As Healthcare Today reported in December, the legal team at Hudgell Solicitors had called for a public inquiry into Addenbrooke’s Hospital patient safety failings and had written to health secretary Wes Streeting.

Stohr was suspended in January last year after having her practice restricted by the Trust the previous October.

The first concerns date back as far as ten years, and at the beginning of April last year, the external inquiry into issues with hip operations performed on children at Addenbrooke’s Hospital in Cambridge concluded.
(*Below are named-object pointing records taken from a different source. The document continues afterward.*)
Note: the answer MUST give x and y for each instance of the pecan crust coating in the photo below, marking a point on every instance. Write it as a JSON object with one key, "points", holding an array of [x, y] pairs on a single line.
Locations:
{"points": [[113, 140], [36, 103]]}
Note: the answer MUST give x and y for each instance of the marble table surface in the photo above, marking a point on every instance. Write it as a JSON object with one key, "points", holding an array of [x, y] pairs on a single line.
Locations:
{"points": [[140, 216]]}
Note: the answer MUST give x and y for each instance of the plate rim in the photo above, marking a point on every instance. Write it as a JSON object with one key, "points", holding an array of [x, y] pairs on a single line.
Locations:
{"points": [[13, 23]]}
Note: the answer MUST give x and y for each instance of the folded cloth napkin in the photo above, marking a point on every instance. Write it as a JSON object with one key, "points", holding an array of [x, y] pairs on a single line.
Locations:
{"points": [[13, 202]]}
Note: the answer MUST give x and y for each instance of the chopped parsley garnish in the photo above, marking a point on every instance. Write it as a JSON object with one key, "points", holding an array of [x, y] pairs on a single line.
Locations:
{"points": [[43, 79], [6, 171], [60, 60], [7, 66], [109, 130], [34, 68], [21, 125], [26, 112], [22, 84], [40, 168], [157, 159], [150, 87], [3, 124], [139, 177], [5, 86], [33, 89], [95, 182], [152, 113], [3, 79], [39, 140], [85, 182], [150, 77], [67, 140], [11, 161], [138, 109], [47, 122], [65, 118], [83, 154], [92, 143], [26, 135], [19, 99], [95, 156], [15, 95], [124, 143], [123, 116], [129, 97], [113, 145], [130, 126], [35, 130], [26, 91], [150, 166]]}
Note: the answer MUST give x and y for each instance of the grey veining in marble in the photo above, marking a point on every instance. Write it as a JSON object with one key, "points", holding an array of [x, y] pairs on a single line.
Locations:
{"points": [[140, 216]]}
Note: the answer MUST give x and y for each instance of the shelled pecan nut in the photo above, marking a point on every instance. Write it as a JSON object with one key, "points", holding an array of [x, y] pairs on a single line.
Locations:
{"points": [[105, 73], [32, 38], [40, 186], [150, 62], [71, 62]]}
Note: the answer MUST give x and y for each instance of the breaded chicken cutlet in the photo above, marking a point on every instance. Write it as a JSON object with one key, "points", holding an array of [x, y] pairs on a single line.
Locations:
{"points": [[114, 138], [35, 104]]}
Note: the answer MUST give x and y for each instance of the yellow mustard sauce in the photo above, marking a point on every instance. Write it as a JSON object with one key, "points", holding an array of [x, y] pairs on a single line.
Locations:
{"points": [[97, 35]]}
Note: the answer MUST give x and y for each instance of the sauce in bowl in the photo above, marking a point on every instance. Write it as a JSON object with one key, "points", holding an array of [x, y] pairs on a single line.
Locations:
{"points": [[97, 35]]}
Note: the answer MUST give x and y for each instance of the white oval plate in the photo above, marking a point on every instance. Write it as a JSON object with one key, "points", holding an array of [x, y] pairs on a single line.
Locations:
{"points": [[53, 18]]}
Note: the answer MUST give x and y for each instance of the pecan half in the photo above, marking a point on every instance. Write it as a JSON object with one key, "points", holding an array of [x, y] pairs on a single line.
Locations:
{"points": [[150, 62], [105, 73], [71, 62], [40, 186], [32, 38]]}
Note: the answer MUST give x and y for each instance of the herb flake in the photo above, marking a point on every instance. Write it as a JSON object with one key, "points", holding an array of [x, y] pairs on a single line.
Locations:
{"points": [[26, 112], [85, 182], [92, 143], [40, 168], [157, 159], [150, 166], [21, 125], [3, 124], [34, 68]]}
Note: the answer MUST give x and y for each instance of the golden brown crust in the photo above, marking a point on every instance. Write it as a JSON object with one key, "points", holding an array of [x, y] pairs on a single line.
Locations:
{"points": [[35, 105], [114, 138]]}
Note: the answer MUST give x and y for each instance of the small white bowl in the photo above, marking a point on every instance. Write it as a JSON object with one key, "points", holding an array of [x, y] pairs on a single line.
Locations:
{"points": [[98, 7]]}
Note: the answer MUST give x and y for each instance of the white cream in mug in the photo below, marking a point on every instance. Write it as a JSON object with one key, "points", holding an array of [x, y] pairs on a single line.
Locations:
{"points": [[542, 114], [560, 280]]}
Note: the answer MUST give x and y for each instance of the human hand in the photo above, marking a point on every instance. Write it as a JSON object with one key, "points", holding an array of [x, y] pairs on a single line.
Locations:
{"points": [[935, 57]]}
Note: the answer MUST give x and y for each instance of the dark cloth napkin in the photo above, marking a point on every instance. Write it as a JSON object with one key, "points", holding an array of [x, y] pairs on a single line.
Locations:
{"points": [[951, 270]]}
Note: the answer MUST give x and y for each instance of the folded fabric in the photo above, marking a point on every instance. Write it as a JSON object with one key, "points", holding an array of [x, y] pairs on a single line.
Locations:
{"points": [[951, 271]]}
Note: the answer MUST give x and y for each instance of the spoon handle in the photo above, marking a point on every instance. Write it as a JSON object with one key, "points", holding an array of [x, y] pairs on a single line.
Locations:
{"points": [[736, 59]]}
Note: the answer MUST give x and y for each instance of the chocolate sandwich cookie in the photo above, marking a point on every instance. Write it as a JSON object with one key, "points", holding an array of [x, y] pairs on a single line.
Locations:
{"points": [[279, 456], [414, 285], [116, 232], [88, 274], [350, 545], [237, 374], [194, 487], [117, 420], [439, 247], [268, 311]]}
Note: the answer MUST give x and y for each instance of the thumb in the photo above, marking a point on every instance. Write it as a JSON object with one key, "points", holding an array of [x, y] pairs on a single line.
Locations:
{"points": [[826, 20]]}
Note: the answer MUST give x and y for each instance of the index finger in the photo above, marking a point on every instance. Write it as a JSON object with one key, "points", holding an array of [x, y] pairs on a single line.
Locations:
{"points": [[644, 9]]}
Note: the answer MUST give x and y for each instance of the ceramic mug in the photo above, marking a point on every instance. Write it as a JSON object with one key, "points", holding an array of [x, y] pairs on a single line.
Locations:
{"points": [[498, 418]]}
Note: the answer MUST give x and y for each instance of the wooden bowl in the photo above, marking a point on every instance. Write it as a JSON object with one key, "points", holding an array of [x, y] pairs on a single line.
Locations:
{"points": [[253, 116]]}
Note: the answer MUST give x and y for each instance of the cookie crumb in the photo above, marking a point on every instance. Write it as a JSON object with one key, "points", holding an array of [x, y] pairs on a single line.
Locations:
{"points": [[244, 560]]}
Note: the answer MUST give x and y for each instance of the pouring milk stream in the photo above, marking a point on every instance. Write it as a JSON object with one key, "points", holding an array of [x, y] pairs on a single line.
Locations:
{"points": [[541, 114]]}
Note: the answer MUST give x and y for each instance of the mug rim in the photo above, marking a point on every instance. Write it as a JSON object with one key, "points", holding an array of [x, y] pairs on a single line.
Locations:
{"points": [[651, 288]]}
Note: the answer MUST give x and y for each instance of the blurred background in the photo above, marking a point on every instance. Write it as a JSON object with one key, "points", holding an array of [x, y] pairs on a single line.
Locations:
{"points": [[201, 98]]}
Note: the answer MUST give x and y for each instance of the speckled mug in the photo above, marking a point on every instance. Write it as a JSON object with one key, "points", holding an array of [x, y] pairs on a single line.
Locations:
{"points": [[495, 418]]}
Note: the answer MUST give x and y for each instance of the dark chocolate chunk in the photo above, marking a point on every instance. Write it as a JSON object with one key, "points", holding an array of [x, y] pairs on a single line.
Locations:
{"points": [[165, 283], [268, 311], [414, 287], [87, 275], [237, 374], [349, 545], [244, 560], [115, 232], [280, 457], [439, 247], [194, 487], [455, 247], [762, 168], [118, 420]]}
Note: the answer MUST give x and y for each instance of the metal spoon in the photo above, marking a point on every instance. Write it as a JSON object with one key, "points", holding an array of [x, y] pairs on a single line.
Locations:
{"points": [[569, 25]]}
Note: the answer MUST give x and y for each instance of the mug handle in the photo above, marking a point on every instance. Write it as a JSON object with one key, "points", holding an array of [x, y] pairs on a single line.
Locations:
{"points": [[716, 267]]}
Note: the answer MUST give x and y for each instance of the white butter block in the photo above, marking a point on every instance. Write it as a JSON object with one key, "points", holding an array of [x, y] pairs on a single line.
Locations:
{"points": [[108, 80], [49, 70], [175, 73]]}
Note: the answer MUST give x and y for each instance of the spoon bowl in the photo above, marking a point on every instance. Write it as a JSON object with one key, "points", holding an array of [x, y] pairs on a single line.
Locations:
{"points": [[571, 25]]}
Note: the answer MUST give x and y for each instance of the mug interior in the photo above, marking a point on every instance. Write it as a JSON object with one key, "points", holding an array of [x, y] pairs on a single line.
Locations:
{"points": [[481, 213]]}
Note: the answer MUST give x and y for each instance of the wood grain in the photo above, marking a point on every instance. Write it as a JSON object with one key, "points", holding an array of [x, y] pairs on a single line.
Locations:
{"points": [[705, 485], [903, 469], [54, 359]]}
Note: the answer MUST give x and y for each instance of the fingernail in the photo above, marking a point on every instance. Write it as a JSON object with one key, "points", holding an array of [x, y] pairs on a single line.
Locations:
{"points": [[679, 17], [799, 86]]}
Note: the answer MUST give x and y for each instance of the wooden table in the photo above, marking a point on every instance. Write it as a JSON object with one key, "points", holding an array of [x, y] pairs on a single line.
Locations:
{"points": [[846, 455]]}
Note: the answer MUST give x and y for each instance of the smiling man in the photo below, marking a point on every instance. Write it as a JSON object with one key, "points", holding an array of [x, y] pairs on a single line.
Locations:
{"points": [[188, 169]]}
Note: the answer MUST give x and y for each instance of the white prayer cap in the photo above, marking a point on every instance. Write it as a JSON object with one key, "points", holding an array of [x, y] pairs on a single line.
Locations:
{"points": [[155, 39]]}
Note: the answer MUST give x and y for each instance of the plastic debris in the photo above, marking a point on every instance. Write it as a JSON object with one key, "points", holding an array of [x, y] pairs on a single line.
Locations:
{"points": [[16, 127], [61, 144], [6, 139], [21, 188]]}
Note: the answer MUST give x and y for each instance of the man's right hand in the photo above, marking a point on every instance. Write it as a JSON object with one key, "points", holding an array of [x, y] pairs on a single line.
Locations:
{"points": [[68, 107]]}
It found that the trust had missed multiple opportunities to act on earlier warnings and concerns raised about Stohr’s practice.

In November, she had restrictions placed on her by an interim orders tribunal for 18 months.

The extension comes after the review team, led by barrister Andrew Kennedy, was asked to examine an initial 90 trauma cases to assess the standard of treatment, alongside 700 planned operations.

In letters to patients, signed by chief medical officer Sue Broster, the Trust says the decision to extend the review was taken “following careful consideration by the independent clinical experts”.

Significant development

“This is a significant development, given it comes 14 months after the initial review was commissioned by the trust into the surgeries Ms Stohr had conducted in her time there,” said Elizabeth Maliakal, the head of clinical negligence in Hull at Hudgell Solicitors. 

The final independent report findings are expected to be published in the autumn. 

Stohr previously worked at Chelsea and Westminster Hospital, the Royal National Orthopaedic Hospital in Stanmore and Great Ormond Street Hospital in London.

Specialist investigations company Verita looked into the surgeon’s actions in 2015, and the findings of that investigation were what Hudgell Solicitors called “damning”.

The Verita report, published in October 2025, identified how the trust failed to act upon the 2016 review findings and highlighted that none of the remedial steps suggested had been acted upon.

“The report was damning of the trust’s management of Ms Stohr’s practice, indicating that it had failed to properly reflect upon the 2016 review findings and ensure that it was understood,” the letter from Hudgell Solicitors said. 

“It said the trust miscommunicated the report to Ms Stohr and the colleague who raised initial concerns about her practice, together with the wider staff group within the paediatric orthopaedic department,” it continued. 

The Verita report concludes that there were 32 missed opportunities to address the shortcomings in Stohr’s practice between 2012 and 2024.